The IRS notifies taxpayers about audits by mail only. You will never be notified by phone, email, or any other method. The mail notice will include:
- Contact information for the IRS auditor.
- A list of documents the IRS wants to review.
- A deadline to respond.
If you receive communication through phone or email, be cautious—it could be a scam.
Types of Audits
There are two main types of IRS audits:
- Correspondence (Mail) Audits: These are conducted entirely by mail. You’ll be asked to send specific documents to the IRS for review. If you need more time to respond, you can request a one-time, automatic 30-day extension.
- In-Person Audits: These can happen at an IRS office or at your place of business. For extensions, you’ll need to directly contact the auditor. In some cases, if your documentation is too extensive to mail, you can request an in-person audit instead of a mail audit.

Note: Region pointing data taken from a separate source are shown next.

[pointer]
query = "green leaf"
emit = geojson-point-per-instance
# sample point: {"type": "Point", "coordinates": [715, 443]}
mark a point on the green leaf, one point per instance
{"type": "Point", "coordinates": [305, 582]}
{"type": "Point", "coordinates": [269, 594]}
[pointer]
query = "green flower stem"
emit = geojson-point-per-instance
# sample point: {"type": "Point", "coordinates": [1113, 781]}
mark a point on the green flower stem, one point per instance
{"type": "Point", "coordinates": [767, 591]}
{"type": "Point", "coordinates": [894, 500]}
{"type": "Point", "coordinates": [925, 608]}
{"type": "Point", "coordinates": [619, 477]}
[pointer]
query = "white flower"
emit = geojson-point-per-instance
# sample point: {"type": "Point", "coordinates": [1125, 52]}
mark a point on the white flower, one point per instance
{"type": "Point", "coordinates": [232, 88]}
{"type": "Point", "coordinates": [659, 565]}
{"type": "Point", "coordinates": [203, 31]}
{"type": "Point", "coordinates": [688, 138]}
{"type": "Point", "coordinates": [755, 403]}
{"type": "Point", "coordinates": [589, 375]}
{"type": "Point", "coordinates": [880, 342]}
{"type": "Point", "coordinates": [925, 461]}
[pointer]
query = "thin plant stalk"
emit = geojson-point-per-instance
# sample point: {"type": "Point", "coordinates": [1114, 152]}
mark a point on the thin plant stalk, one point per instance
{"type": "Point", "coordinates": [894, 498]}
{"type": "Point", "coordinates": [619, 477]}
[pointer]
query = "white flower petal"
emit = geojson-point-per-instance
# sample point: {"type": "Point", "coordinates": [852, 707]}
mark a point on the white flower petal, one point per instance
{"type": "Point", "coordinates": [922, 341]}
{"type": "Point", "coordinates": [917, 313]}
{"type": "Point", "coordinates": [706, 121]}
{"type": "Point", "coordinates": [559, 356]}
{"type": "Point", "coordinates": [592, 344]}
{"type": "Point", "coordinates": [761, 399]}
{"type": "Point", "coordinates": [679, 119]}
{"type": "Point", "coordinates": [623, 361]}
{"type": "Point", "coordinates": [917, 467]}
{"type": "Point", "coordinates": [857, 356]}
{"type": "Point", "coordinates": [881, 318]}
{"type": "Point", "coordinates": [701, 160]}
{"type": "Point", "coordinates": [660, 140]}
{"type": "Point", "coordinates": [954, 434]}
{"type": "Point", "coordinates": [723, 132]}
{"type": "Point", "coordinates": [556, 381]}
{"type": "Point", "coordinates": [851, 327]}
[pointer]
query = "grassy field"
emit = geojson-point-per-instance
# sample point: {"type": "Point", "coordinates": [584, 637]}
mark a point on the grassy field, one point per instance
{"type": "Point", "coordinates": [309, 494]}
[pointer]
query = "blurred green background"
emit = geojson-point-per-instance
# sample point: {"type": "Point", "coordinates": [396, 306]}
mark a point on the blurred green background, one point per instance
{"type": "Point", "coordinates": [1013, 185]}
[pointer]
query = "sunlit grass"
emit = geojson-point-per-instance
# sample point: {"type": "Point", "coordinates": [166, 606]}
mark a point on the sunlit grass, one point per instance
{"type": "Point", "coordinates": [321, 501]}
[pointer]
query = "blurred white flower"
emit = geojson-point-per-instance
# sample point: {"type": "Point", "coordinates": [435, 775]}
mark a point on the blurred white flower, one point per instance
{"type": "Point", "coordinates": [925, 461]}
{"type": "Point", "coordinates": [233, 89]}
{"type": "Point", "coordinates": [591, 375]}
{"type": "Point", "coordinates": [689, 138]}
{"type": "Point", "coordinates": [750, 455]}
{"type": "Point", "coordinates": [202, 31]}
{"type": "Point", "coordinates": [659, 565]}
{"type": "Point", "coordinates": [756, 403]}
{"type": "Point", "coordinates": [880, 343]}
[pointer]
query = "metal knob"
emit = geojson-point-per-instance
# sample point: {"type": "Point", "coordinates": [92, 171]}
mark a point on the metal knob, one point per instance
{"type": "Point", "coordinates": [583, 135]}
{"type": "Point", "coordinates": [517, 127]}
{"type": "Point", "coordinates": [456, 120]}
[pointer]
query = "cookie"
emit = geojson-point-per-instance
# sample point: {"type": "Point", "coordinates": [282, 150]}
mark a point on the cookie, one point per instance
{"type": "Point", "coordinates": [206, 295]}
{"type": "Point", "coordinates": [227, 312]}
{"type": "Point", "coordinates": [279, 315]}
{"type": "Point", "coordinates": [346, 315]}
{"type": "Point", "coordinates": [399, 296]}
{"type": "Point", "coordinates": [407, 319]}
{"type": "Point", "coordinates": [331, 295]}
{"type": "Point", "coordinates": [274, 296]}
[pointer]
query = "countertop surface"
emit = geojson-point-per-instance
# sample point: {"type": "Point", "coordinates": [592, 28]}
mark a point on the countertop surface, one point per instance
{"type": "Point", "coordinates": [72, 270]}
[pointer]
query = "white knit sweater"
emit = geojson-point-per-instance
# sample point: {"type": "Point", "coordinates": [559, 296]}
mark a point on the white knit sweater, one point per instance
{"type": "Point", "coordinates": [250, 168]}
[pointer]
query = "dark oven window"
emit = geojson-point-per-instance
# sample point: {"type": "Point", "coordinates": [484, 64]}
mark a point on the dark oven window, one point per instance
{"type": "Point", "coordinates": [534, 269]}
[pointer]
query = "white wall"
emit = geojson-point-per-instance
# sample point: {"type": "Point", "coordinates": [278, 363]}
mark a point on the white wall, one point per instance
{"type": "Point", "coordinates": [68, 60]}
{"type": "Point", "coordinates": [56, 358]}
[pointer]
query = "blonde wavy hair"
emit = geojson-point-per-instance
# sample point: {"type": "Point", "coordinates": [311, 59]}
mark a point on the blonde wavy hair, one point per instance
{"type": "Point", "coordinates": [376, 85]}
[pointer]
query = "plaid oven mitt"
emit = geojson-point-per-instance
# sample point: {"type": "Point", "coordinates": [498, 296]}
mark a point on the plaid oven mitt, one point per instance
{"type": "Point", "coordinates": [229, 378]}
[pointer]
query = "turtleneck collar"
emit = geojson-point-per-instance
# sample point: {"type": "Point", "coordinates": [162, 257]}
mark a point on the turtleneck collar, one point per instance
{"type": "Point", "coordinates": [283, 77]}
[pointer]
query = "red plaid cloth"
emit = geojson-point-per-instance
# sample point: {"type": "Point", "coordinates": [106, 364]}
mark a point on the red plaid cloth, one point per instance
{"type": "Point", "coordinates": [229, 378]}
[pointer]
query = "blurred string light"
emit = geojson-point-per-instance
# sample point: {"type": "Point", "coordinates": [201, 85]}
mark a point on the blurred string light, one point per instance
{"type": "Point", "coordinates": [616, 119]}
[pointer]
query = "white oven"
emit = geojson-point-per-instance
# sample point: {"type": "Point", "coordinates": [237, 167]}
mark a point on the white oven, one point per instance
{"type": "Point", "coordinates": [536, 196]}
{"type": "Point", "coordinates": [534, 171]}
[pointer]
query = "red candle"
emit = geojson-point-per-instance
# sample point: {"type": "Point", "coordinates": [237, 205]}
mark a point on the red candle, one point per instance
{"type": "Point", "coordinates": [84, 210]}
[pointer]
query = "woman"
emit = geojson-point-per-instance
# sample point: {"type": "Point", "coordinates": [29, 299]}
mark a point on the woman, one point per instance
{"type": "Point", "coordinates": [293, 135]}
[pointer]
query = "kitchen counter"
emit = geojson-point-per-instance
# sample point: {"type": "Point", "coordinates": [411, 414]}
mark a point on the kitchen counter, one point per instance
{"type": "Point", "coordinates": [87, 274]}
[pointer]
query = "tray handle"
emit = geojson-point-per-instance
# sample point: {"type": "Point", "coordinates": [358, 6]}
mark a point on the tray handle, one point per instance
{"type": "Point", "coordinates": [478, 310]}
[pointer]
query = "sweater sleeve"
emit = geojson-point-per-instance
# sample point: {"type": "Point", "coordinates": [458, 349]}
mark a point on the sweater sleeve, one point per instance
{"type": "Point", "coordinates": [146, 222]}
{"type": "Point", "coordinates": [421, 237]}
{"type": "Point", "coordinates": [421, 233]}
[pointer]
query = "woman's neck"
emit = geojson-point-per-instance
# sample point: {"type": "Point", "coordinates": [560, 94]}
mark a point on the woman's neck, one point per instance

What Happens During an Audit?
During an audit, the IRS will review the returns listed in the audit notice. However, if they find substantial errors, the audit could expand to other years. Generally, the IRS can audit returns from the past three years, but they may go back as far as six years if they find significant issues.
The auditor may request supporting documentation, such as receipts, bank statements, and other financial records. You can provide these in paper or electronic format, depending on the IRS’s request.
Responding to an Audit Notice
It is crucial to respond to the audit notice within the specified timeframe. If you do not respond, the IRS will conduct the audit without your input, which could lead to penalties. Always send documents using a method that includes delivery confirmation to ensure they are received.
How Long Does an Audit Take?
The duration of an audit depends on several factors, including the complexity of the issues, the availability of information, and whether you agree or disagree with the findings.
Audit Outcomes
An audit can conclude in three ways:
- No Change: If you substantiate all the items being reviewed, your return will not be changed.
- Agreed: The IRS proposes changes, and you agree. You’ll be asked to sign an agreement form.
- Disagreed: If you disagree with the auditor’s findings, you can request a meeting with their manager, seek mediation, or appeal the decision.
After the Audit
If the audit determines that you owe additional taxes, you’ll have several payment options. The IRS provides detailed information on the collection process in Publication 594: The IRS Collection Process.